Working with RAID

2007-01-08 2-minute read

We’ve been working with a giant backup server with 8 disks in a complex series of RAID arrays.

Last week, we had two disks fail from the same 7 Disk RAID 5 array within 24 hours of each other, causing the RAID to fail (and the whole server to stop responding).

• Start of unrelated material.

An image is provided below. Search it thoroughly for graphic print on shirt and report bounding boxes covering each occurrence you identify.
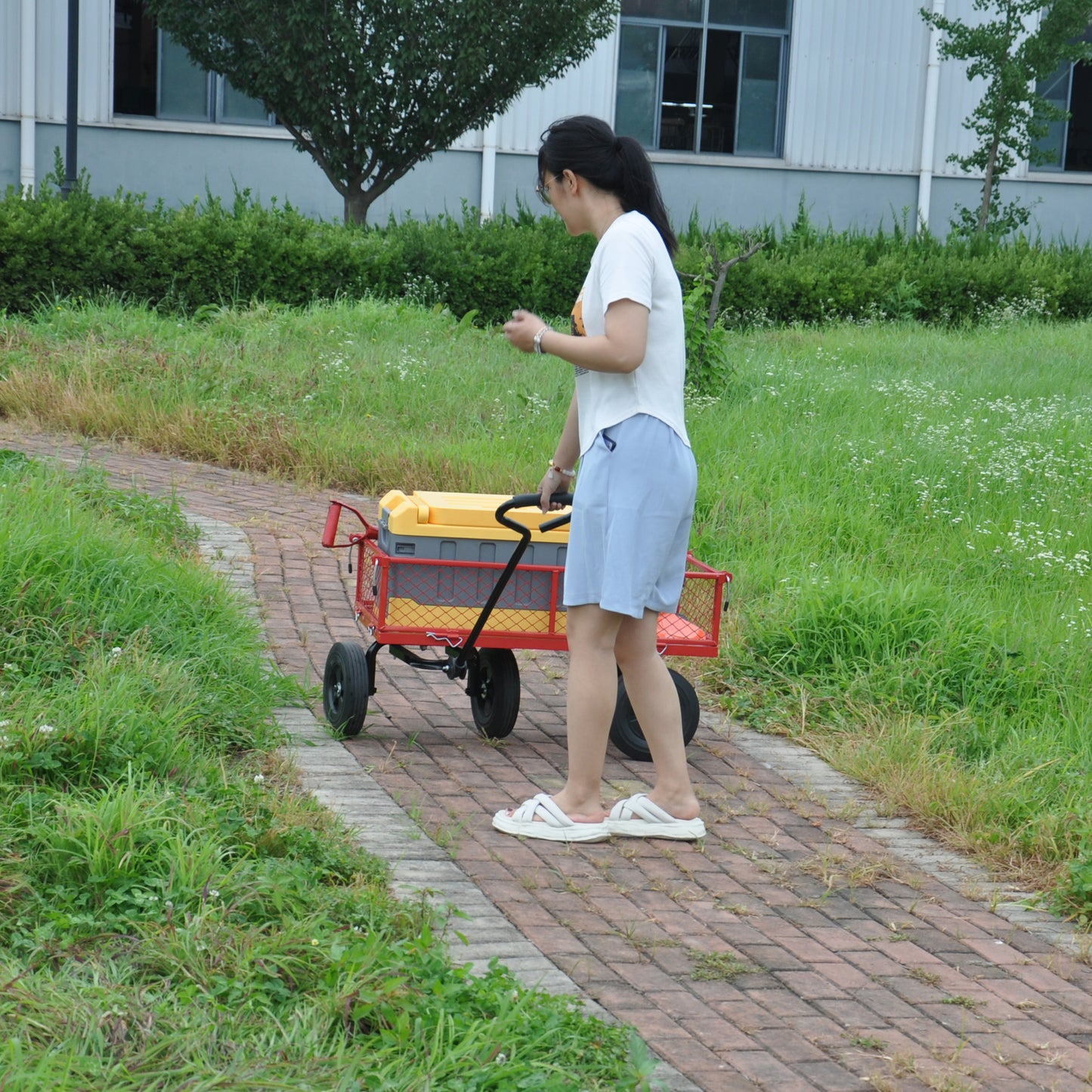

When we re-booted the computer, the RAID in question was reported by /proc/mdstat to be inactive, with two disks missing:

md2 : inactive hde[0] hdk3[6] hdi1[5] hda1[4] hdm[1] 1367569600 blocks

It was missing sda3 and hdc1

Those disks had other partitions on the system that were working fine. And, we did a few read tests on the partitions in questions, and they seemed to fine. Hm.

We ran:

mdadm --examine /dev/sda3

The super block on sda3 reported that it was healthy, but that hdc1 was faulty and removed.

The same test on hdc1 reported that it and all disks were healthy.

So, it appears as though hdc1 went down first, followed by sda3.

We began the recovery with the –re-add command:

mdadm /dev/md2 --re-add /dev/hdc1
mdadm /dev/md2 --re-add /dev/sda3

Then, we tried to bring it up again:

0 root@iz:~# mdadm --assemble /dev/md2 UUID=15a4aefd:d0a95db7:934e8ae1:fce89514
mdadm: device /dev/md2 already active - cannot assemble it
1 root@iz:~#

Woops. Stop the array first:

0 root@iz:~# mdadm --stop /dev/md2
mdadm: stopped /dev/md2
0 root@iz:~#

Then, try again:

root@iz:~# mdadm --assemble /dev/md2 --uuid=15a4aefd:d0a95db7:934e8ae1:fce89514
mdadm: /dev/md2 assembled from 5 drives - not enough to start the array.
1 root@iz:~#

Still not working. Try again with force:

0 root@iz:~# mdadm --assemble /dev/md2 --force \
--uuid=15a4aefd:d0a95db7:934e8ae1:fce89514
mdadm: forcing event count in /dev/sda3(2) from 36300 upto 36308
mdadm: clearing FAULTY flag for device 0 in /dev/md2 for /dev/sda3
mdadm: /dev/md2 has been started with 6 drives (out of 7).
0 root@iz:~#

Bingo. Not sure why it only took one of the disks, but we chose to copy the data off of it in a hurry and worry about that later.